PandoraPartyProject

幕間

ストーリーの一部のみを抽出して表示しています。

暖かな日々

関連キャラクター:ヴェルグリーズ

誕生日の夜明けに
「俺の勝ちだったみたいだけど?」
「だって貴方最近手加減しないじゃないですかぁ……」
 か細い声で鳴いた星穹は現在姫抱きをされている最中である。のぼせたのだ。
 本当ならば浴衣も着れなかったところをなんとか着たところなのである。てごわい。
「ふふ。煽った星穹が悪いよ」
 混浴。酔っ払った相棒。うまい誘い文句。欲を抑えることを捨てたヴェルグリーズにためらいなどあるはずもなく。
 なんか最近そういうの多いのである。

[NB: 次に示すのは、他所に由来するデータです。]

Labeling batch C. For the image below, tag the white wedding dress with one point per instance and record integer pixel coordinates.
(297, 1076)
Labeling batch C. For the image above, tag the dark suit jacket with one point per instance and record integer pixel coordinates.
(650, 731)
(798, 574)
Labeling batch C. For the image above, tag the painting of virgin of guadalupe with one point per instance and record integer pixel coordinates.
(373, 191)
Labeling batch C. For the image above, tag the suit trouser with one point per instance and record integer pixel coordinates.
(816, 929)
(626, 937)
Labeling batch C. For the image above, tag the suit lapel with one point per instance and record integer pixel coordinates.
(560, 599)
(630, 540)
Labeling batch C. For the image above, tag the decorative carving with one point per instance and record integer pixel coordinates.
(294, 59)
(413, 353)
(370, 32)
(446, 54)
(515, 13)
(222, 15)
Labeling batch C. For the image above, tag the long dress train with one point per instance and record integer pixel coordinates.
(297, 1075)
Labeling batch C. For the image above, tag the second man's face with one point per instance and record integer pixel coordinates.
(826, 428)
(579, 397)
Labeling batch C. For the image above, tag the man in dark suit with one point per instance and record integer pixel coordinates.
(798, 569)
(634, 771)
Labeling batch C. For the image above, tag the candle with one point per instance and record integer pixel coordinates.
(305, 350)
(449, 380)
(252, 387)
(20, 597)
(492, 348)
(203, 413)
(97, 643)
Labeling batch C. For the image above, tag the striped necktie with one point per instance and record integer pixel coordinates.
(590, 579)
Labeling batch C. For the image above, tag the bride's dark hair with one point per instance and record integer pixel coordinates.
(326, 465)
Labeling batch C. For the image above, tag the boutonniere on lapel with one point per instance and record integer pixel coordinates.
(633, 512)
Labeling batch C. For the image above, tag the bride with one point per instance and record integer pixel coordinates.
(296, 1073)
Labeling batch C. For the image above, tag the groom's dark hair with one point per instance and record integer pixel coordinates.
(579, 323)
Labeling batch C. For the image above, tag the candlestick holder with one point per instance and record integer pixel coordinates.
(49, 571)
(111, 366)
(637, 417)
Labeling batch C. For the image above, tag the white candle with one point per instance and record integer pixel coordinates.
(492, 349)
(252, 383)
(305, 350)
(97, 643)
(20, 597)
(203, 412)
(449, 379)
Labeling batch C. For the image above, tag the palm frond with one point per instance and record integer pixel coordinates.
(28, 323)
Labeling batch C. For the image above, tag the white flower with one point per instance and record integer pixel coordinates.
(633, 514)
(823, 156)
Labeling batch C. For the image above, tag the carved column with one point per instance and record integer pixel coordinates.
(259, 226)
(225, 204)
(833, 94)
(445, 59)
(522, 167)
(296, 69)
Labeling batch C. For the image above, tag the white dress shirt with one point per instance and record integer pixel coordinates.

ご不満ではないけれど、やっぱり好きな人の新たな一面にはどきどきしてしまうものだ、と星穹は呟いた。
「でもじゃんけんとかゲームでだってよかったのに」
「俺だって男なんだけどなあ……都合よく解釈するよ」
「でも、でも……まだ負けてないかもしれませんわ?」
「本当? プレゼントも貰ったのに?」
「だって納得が……こう! 私だって勝ち目はあったはずですもの」
「ふふ、そっか。元々朝まで付き合ってもらうつもりだったけれど、それなら遠慮はいらなさそうだ」
「え?」
「星穹だって勝ちたいんだもんね? じゃあやっぱりリベンジの機会は必要だよね」
「ヴェルグリーズ、貴方、」
「そう焦らないで。大丈夫、まだ空も心結も寝てるから」
「そういうことではないのですが!!」
 あいしてる。その言葉には未だなれないらしい星穹は、ややシラフとも言える程度には回復していた。が、しかし。これ以上となると別である。
 酔わせるか。戦うか。あるいは先程の続きか。どちらにせよ姫抱きをとかせないかぎりは逃げられそうにもない。
 夜明け。温泉に行ったはずなのに二人してあまりにも疲弊している姿を見た空と心結が起こすのをやめたのは、未だ知る由もない。